I have a huge database that sometimes has missing values that need to be replaced by the average between its preceding and following values. I don´t want to just input the last value if it is NA, but rather to do a simple interpolation using the average.
I have succeeded using two for loops and an if statement:
t2 <- c(0, 0, 0.02, 0.04, NA, NA)
t3 <- c(0, 0, NA, 0, -0.01, 0.03)
t4 <- c(0, -0.02, 0.01, 0, 0, -0.02)
df <- data.frame(t1,t2,t3,t4)
df.save<-df
for(i in 2:nrow(df)){
for(j in 2:ncol(df)){
if(i==1|j==1){
df[i,j]=df[i,j]
} else {
if(is.na(df[i,j])& !is.na(df[i-1,j-1])){
df[i,j]=mean(df[i,j-1],df[i,j+1])
}
}
}
}
df
I am sure this is not efficient at all and not even general - the way I wrote the code I have to start to run my search for NAs from the second rows and columns on. I think lapply could help e here, but I couldn´t achieve anything with that. Any ideas?

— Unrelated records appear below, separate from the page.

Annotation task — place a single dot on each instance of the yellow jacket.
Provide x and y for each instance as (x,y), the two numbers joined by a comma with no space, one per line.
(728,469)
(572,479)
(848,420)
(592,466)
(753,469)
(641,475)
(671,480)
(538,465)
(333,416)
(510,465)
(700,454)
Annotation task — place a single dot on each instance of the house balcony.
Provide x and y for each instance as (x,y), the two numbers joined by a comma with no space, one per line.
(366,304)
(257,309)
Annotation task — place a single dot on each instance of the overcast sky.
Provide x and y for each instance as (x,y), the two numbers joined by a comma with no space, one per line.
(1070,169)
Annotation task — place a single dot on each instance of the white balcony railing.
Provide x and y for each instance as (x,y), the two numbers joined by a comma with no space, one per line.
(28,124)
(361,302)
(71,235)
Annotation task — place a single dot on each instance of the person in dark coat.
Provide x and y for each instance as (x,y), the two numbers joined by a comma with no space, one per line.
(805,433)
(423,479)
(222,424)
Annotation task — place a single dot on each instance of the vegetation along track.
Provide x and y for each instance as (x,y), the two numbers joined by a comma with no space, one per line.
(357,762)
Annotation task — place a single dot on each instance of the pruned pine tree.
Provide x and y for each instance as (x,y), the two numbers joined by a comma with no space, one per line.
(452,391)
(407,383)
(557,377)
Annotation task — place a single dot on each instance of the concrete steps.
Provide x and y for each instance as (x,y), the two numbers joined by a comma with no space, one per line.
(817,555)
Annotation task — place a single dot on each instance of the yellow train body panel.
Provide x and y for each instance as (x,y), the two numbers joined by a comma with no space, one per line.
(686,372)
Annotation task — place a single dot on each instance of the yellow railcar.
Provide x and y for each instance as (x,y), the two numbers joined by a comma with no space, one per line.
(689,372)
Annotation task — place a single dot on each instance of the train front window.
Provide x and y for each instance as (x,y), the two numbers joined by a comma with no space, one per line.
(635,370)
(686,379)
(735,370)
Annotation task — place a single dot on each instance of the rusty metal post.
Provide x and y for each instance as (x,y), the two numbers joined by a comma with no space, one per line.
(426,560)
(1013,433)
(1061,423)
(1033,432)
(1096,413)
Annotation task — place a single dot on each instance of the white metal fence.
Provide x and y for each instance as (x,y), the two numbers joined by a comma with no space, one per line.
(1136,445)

EDIT 1 Rui´s answer was perfect but when formulating my example I forgot to consider the case in which two NAs follow each other:
t2 <- c(0, 0, 0.02, 0.04, NA, NA)
t3 <- c(0, 0, NA, 0, -0.01, 0.03)
t4 <- c(0, -0.02, 0.01, 0, 0, -0.02)
df <- data.frame(t1,t2,t3,t4)
df.save<-df
for(i in 2:nrow(df)){
for(j in 2:ncol(df)){
if(i==1|j==1){
df[i,j]=df[i,j]
} else {
if(is.na(df[i,j])& !is.na(df[i-1,j-1])){
df[i,j]=mean(df[i,j-1],df[i,j+1])
}
}
}
}
df
In this case we get an error
Error in rowMeans(cbind(x[prev], x[nxt]), na.rm = TRUE) :
'x' must be numeric